Our short-term and middle to long-term approaches towards cash flow review and analysis represent one of the most effective techniques for establishing effective working capital controls and improving cash visibility.

Recognising the fundamental role of cash culture within a business results in a more effective application of free cash, lower administrative costs, reduced borrowing needs and improved investment performance overall.

DEM Asia works closely with Board,  Management and Treasury teams to ensure cash forecasting and management methodologies are tailored to each individual business situation.

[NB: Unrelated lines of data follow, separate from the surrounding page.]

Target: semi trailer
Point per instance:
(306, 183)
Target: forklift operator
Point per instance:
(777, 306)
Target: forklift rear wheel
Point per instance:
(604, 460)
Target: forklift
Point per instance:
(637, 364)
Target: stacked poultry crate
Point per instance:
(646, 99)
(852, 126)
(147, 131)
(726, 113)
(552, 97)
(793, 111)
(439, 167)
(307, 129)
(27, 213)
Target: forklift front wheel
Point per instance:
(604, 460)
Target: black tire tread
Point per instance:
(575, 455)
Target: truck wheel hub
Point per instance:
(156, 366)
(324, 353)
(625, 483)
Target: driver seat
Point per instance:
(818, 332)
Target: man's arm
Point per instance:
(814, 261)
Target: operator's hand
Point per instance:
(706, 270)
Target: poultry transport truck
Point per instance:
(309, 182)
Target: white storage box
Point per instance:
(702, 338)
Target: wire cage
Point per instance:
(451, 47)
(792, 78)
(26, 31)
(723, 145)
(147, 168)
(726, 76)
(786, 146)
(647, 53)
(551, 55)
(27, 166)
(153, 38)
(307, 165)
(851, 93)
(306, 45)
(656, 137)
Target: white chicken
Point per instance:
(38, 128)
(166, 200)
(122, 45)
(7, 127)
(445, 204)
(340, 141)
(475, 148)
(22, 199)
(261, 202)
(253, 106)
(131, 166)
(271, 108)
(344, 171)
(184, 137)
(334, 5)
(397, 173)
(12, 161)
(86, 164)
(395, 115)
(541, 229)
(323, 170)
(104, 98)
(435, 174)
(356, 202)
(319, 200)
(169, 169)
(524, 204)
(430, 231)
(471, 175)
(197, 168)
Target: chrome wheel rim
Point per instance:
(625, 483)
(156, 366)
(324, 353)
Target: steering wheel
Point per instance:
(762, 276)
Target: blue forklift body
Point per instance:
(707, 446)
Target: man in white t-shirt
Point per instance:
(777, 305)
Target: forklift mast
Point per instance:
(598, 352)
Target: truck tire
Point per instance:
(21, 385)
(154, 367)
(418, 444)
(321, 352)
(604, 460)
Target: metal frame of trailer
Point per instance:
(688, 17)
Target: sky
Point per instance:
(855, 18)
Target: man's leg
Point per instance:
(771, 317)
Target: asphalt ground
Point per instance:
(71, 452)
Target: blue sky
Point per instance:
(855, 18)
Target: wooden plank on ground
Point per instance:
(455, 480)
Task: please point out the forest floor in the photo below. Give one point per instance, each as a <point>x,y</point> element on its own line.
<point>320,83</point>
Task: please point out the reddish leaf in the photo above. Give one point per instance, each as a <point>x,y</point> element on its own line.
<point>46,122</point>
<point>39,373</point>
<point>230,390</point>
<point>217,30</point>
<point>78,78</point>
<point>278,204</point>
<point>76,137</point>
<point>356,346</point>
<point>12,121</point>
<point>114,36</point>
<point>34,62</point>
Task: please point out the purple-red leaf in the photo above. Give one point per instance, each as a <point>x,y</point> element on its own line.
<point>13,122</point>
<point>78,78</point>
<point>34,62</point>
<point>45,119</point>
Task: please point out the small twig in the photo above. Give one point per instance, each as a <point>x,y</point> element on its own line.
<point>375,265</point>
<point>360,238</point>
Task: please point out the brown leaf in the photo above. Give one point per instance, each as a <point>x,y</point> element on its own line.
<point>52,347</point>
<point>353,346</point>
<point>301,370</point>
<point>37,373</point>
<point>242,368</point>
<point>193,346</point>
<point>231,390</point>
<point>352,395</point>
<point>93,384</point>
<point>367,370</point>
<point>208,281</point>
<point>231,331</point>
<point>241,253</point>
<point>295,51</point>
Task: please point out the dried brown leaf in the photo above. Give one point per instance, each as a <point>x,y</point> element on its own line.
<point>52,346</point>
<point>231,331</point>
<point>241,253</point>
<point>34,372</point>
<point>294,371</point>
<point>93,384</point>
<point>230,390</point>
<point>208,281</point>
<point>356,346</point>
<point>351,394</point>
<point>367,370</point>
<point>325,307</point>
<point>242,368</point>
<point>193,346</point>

  • covenant testing and short term cash campaigns
  • cash forecasting and visibility testing
  • medium – long term financial forecasts for going concern support
  • cash culture workshop and management programmes
  • aligning cash KPI’s and management
  • crisis cash management

The 2016 Working Capital Report prepared by McGrath Nicol, profited the working capital performance of 147 ASX listed companies by sector and provides an excellent insight into working capital movements over the last four years.  Their 2016 report indicated that while there was an improvement in overall working capital, this was offset in part by a tightening across the board of creditor terms.  However, the ASX sample is not an appropriate indicator of working capital movements in the SME markets, which often underperform the ASX by a considerable spread.  So, in a market where ASX is reporting lower recoveries across a number if sectors, the conversion of earnings to cash for the entire market is doubling important.

In 2017 with even still greater pressure on earnings, company’s who focus on cash conversion will be better placed to take advantage of opportunities.